I grew up on the prairies so wasn’t too worried that my first Winnipeg winter would be a huge shock. I figured it would be a lot like southern Alberta, only without the Chinooks. And for the most part, my assessment was right. People were constantly asking me, with pity and a hint of glee, “So, how’s your first Winnipeg winter coming along? Betcha didn’t expect it to be this cold!” Well, actually, the dry climate has taken some getting used to, but the cold was almost exactly what I was expecting.

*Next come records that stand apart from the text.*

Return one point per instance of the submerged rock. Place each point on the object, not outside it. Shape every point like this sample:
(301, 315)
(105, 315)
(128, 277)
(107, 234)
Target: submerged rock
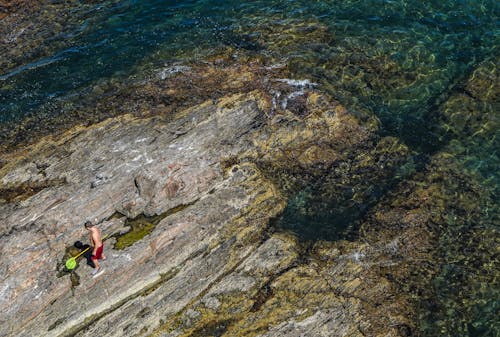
(210, 261)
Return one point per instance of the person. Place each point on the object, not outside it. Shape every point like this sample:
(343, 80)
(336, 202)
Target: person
(97, 247)
(87, 255)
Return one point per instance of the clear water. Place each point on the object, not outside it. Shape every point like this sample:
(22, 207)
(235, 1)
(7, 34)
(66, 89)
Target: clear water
(398, 59)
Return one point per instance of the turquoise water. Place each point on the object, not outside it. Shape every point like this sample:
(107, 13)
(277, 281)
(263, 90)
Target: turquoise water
(400, 60)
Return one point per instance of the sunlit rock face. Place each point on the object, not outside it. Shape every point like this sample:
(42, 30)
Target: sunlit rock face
(212, 174)
(241, 198)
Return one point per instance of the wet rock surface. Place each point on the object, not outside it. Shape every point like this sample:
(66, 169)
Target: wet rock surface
(213, 262)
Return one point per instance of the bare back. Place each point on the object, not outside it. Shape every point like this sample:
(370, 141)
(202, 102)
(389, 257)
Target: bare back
(95, 237)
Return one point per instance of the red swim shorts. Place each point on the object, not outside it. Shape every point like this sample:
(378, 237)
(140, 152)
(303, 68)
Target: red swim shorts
(98, 253)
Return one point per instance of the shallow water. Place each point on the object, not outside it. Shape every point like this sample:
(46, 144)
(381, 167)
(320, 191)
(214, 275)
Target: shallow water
(400, 60)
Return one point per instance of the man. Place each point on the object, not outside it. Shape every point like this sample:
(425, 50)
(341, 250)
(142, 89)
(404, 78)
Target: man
(97, 247)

What I was completely unprepared for, however, is the sheer amount of water that is involved in a Manitoba spring. They should just rename the season to “Flood”. I lived in Vancouver for five years, so I know what rain and water in general are all about. But you haven’t seen water until you’ve seen 10 weeks’ worth of snow melt in the course of 48 hours. Roads are submerged, previously gravel parking pads turn to mud pits, and I think everyone I know got at least some water in their basement. And our curling club had one sheet damaged by water that snuck in 🙁
Most Canadians probably remember the “Flood of the Century” of 1997. I can still remember the television images of frantic, neverending sandbagging efforts. (Speaking of sandbagging, I loved the post “Love in the time of flooding” from the Don Street Blog.) And when I was tolerating windy springtimes growing up in Alberta, my grandma would call from her apartment on Pembina every week and tell us what the river was doing, namely, how high it was compared to last week, last month, last year.
But despite this, flooding wasn’t something that came to mind when I imagined what it would be like living in Winnipeg. Of course, they’re saying this year is almost as bad as ’97, so it’s definitely worse than most years, but still. What I didn’t realise until just recently is that the areas alongside the Red River deal with flooding pretty much every year.
The other night, we walked down to the riverside in Glenelm and observed just how high and fast the water is. It’s really quite remarkable. Until that point I’d only seen the swollen river from bridges and on TV. It amazed me that I could be living in the city, just a 10 minute walk from the river, and not be particularly affected by it. Meanwhile, barely outside the city, many people have voluntarily or otherwise evacuated, others rescued from their rooftops, still more determined stay in their homes as long as possible despite imminent flooding.
On the news, I keep hearing phrases like, “You can’t predict what Mother Nature will do.” “Mother Nature does as she pleases.” “We’re at the mercy of Mother Nature”. It seems to me an interesting juxtaposition of respect and surrender. A fully acceptance that we humans are not in charge, but a plea, nevertheless, that we will somehow be spared.